NHL: Russian players all clear for games in Czech Republic

NHL: Russian players all clear for games in Czech Republic
San Jose Sharks forward Alexander Barabanov, of Russia, controls the puck against the Anaheim Ducks during the first period of an NHL hockey game Sunday, Sept. 26, 2021, in Anaheim, Calif. The Czech Foreign Ministry told two NHL teams opening the season in Prague that any Russian players would not be welcome because of the war in Ukraine, prompting league officials to downplay the impact of the attempted ban. The Nashville Predators and San Jose Sharks are to play regular season games on Oct. 7 and 8 at Prague’s O2 Arena. (AP Photo/Ringo H.W. Chiu, File)

Russian players on two NHL teams opening the season in the Czech Republic will be allowed to participate in the two Global Series games in Prague after all.

The Czech government has dropped its attempted ban of Russian players on the rosters for San Jose and Nashville, NHL Deputy Commissioner Bill Daly said Thursday. The move paves the way for the Sharks and Predators to travel to Europe this weekend for practices and exhibition games in Germany and Switzerland, respectively, before facing off at Prague’s O2 Arena Oct. 7 and 8.

The Czech Foreign Ministry last week said Russian players would not be granted entry into the country because of their nation’s invasion of Ukraine. Czech officials could not be reached late Thursday. The Czech Republic was one of the first EU countries to stop issuing visas to Russian nationals following the February invasion, with some exceptions.

Daly had expressed confidence that the two Russians on the team’s rosters would play. Nashville has forward Yakov Trenin and San Jose has Alexander Barabanov, along with Evgeny Svechnikov, who is in training camp on a tryout agreement.

The Predators said last week they were told not to expect any issues.
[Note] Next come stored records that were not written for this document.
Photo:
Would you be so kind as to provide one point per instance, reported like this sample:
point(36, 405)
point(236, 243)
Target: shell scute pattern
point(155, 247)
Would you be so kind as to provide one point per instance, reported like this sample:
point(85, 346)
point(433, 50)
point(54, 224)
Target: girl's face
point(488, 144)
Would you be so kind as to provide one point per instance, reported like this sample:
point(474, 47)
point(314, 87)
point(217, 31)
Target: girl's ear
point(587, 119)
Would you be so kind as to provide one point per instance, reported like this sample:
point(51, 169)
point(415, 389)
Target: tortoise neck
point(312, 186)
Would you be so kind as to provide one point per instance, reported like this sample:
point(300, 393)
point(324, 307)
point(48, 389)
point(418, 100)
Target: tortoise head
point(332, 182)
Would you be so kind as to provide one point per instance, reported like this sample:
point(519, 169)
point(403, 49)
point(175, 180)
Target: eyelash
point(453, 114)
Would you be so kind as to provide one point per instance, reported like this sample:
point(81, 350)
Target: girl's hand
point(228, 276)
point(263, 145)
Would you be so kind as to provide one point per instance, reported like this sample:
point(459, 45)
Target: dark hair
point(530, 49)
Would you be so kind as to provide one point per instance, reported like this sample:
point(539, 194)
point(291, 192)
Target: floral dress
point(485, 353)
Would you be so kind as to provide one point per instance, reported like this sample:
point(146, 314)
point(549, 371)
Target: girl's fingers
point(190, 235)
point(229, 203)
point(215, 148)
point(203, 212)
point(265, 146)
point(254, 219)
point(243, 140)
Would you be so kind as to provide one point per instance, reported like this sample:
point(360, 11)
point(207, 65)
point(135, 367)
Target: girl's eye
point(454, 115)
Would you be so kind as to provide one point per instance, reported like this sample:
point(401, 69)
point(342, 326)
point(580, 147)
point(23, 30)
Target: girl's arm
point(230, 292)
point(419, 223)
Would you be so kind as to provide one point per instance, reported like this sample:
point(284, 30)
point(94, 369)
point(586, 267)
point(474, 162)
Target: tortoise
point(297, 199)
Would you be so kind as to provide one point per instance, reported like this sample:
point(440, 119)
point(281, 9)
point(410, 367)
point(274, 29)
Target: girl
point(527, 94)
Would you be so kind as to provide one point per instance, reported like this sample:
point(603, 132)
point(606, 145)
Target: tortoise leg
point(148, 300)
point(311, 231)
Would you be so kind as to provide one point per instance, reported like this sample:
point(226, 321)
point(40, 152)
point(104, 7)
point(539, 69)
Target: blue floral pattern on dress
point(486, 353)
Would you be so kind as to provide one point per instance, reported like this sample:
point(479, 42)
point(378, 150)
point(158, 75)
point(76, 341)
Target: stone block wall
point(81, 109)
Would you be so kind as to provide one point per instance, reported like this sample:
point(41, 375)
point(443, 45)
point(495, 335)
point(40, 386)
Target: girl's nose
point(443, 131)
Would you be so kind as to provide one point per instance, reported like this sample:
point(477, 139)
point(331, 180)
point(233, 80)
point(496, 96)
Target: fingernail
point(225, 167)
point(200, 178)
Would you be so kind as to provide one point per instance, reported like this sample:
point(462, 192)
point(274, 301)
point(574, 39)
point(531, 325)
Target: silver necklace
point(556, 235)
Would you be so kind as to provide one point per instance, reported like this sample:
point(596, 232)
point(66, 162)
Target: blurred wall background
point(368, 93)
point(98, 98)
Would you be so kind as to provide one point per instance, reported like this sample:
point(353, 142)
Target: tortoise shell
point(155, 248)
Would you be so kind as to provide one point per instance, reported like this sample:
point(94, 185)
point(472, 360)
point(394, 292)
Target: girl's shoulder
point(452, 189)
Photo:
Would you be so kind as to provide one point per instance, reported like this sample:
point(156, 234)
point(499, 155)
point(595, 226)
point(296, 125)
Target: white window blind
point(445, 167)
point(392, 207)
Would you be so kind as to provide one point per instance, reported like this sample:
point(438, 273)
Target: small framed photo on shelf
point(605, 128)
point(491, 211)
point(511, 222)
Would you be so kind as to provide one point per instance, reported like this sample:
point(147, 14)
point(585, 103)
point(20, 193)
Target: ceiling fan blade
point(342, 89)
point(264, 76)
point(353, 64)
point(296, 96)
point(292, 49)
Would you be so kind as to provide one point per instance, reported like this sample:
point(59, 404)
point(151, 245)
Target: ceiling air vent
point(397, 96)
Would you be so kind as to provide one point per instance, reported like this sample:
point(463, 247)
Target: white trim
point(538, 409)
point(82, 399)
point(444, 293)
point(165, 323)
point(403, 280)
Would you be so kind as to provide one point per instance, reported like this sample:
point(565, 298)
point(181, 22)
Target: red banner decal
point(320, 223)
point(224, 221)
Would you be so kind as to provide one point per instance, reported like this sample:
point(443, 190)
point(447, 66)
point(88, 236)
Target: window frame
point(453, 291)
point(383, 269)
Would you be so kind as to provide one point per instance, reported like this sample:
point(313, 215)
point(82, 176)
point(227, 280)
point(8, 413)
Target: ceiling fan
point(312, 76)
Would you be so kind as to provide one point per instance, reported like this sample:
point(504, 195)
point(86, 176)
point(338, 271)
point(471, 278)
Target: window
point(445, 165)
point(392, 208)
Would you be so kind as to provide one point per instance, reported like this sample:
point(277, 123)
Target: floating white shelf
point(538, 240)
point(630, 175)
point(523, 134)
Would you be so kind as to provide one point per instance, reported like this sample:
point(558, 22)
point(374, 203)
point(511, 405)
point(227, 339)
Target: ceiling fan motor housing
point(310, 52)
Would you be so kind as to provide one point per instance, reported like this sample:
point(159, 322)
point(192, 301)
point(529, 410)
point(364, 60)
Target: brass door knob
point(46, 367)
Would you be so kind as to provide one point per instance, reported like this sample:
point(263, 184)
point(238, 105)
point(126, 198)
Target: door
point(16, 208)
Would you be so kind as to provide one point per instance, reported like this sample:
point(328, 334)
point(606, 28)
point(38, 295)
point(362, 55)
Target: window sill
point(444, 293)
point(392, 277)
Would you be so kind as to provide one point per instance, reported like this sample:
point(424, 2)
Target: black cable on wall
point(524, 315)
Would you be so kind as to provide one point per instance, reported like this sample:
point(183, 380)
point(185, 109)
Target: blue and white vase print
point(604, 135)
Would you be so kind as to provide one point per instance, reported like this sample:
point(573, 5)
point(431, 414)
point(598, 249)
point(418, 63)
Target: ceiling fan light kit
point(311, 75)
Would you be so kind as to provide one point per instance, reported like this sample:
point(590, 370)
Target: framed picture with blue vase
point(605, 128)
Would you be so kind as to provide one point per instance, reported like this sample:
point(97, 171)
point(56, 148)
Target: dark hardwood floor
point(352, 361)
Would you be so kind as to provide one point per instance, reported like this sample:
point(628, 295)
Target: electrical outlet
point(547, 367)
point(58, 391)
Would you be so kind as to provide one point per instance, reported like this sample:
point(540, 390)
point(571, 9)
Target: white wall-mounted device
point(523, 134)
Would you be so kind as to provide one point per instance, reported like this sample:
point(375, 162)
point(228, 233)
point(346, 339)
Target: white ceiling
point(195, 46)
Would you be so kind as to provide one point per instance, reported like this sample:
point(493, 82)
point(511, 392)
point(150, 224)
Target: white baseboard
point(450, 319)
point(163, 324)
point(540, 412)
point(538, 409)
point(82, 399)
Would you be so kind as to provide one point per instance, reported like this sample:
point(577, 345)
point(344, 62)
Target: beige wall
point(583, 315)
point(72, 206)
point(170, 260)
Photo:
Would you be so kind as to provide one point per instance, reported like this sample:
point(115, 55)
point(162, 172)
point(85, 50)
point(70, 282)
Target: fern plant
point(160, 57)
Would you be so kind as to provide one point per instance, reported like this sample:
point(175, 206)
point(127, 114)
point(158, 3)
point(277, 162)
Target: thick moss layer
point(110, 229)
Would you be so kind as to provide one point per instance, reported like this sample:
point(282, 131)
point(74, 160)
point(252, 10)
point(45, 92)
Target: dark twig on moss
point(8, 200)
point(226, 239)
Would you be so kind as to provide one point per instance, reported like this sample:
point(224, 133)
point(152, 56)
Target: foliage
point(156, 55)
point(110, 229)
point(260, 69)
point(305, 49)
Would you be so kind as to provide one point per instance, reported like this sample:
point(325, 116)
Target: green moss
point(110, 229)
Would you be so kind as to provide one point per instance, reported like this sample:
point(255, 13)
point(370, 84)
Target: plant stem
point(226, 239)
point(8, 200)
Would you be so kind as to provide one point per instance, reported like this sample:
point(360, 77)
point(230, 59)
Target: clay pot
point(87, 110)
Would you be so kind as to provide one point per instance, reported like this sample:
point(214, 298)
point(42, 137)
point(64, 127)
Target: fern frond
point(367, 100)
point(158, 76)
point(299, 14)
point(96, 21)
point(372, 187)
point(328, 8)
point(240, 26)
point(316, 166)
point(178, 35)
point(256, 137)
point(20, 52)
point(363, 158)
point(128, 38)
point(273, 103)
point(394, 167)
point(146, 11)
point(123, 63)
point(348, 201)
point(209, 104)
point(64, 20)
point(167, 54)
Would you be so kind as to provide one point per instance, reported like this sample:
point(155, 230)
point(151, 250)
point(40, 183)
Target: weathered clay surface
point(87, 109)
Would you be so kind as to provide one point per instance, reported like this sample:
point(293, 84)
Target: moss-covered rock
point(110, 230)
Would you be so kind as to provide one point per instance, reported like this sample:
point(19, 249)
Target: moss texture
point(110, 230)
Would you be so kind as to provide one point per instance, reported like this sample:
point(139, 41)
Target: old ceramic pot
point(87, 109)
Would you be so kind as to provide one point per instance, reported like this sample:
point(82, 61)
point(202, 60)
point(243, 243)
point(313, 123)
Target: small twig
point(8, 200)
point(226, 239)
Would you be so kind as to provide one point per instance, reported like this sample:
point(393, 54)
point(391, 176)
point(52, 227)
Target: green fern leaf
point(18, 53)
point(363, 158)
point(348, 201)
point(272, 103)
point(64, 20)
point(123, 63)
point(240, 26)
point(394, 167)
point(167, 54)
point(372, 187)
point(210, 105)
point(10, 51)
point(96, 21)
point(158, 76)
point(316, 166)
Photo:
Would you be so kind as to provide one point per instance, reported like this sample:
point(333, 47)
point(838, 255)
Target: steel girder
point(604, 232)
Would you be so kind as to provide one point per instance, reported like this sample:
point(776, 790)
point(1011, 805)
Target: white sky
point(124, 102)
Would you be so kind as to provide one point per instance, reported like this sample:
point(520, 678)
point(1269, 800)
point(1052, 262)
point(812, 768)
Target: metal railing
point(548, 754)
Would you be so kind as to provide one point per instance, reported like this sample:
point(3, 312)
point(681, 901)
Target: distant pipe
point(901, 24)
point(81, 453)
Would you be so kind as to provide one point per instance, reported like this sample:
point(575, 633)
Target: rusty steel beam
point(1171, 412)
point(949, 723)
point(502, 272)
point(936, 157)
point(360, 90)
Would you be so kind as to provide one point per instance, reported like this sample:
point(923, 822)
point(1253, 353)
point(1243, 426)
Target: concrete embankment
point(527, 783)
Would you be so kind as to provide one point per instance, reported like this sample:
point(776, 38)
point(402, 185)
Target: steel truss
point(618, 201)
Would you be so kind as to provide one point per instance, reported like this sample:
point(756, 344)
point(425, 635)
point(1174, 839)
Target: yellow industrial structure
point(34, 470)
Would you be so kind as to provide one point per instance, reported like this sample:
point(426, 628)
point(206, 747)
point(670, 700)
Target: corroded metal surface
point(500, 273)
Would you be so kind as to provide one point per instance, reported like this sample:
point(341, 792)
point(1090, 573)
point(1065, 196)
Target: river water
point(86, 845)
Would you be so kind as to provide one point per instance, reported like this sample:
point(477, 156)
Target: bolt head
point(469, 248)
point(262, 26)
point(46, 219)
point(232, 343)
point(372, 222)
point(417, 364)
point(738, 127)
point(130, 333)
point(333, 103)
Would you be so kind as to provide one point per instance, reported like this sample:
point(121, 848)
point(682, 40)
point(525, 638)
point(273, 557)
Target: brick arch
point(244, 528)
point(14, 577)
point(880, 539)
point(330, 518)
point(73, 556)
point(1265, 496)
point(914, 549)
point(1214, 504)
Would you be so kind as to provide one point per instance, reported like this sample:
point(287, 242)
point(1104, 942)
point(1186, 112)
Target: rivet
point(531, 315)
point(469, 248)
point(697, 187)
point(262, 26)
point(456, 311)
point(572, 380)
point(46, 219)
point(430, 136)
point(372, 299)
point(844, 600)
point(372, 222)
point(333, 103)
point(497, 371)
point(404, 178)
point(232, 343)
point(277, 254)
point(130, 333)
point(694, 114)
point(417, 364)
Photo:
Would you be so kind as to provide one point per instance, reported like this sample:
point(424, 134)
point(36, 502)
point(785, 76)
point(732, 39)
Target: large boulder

The Sharks, from captain Logan Couture to general manager Mike Grier, took an all-or-nothing stance.

“We’re a team, so if they say some guys can’t go, either we all go or no one goes,” Grier said. “It’s not the players’ fault. They didn’t do anything wrong. I don’t think they should be punished for it. We stand with them, and we’re all together as one in here.”

The NHL has never considered banning Russians, many of whom are some of the most skilled hockey players in the world. Commissioner Gary Bettman told The AP during the spring Russians “are performing in the NHL for their NHL team for NHL fans.”

The league did bar players from taking the Stanley Cup from going to Russia or closely allied Belarus this summer. Valeri Nichushkin was the only Russian player on the Cup champion Colorado Avalanche.

The NHL is returning to Europe for its first games outside of North America since 2019. After the two games in Prague, the Avalanche and Columbus Blue Jackets will play twice in Tampere, Finland, on Nov. 4-5.